Kenya's Laikipia region north of Mount Kenya is one of Africa's main strongholds of rhino conservation. There are eight private rhino sanctuaries in this 9,500km sq swathe of former farmland, hosting 49% of the Kenyan black rhino population and 70% of the white rhino population. Lewa Conservancy has 65 Black Rhino, home to almost 10% of Kenya's black rhino population, and you can learn more about the projects and if you are lucky meet (or give a bath to) the blind baby rhino orphan which is currently being hand reared. The nearby Ol Pejeta Conservancy also has a very strong rhino programme, and East Africa's largest sanctuary where you can visit these amazing creatures up close and learn more about the work. This area also boasts wonderful game viewing, featuring many of the rarer northern species, the opportunity to get out on foot, and is great for families. On Ol Pejeta you can also go lion tracking, mountain biking and canoeing.

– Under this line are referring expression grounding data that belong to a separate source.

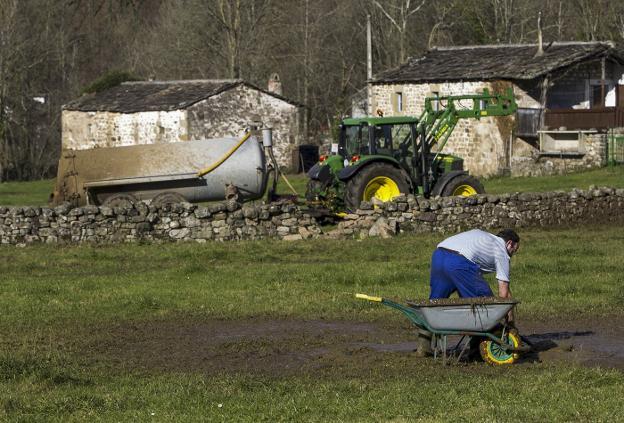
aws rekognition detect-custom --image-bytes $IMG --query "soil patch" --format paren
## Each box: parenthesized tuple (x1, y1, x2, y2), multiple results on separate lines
(83, 316, 624, 377)
(86, 318, 411, 377)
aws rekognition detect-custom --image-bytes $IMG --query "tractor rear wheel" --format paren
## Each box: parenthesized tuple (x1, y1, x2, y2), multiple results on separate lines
(344, 163, 410, 211)
(441, 174, 485, 197)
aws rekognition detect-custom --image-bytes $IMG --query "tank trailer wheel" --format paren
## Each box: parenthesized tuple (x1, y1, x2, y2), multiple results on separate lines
(479, 329, 521, 365)
(344, 163, 410, 211)
(102, 193, 139, 208)
(441, 174, 485, 197)
(150, 191, 187, 206)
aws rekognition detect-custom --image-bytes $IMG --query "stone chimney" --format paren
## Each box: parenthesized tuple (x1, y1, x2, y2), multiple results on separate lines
(268, 73, 282, 95)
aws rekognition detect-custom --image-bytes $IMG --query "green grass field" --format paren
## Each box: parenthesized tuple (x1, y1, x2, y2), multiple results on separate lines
(1, 226, 624, 421)
(2, 165, 623, 206)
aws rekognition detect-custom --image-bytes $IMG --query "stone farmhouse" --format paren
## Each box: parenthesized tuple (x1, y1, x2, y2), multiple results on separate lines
(369, 42, 624, 177)
(62, 78, 304, 169)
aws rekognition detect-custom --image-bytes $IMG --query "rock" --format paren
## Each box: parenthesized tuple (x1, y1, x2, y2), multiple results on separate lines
(208, 203, 226, 213)
(282, 234, 303, 241)
(226, 199, 241, 212)
(169, 228, 191, 239)
(368, 217, 397, 239)
(359, 201, 373, 210)
(195, 206, 211, 219)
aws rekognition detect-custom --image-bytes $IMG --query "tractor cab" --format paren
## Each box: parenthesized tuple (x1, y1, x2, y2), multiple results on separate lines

Stay at Lewa House (Lewa Conservancy), a lovely family-run lodge with beautiful views and unique rooms, or Kicheche Laikipia Camp (Ol Pejeta), a very well-run luxury tented camp with great charm.


After three decades of Save the Rhino Trust's pioneering efforts with the Namibian government, WWF and communities, the black rhino population has quintupled in size. The million-acre Palmwag Reserve in north-west Namibia is one of Save the Rhino's earliest projects, and here you have the unique opportunity to track and observe desert-adapted black rhino against the area's dramatic backdrop of limestone plateaux, desert plains and petrified forests. Best suited to safari lovers, it is not as prolific in game as some areas but walking and tracking in this beautiful landscape is breathtaking. Stay at Desert Rhino Camp, a remote tented camp run in conjunction with Save the Rhino.

South Africa

292 rhinos have been killed in South Africa so far this year. &Beyond Phinda Private Game Reserve in KwaZulu Natal has been committed for many years to the plight of the rhino, and it is rated as one of the most important private white rhino reserves in the country, while Kariega Game Reserve, in the Eastern Cape, also has a strong commitment to saving its rhino population. Stay at one of the uber-luxury lodges on Phinda and combine with some time on the beach on the East Coast or at the more low-key Kariega, which is within easy reach of the Garden Route.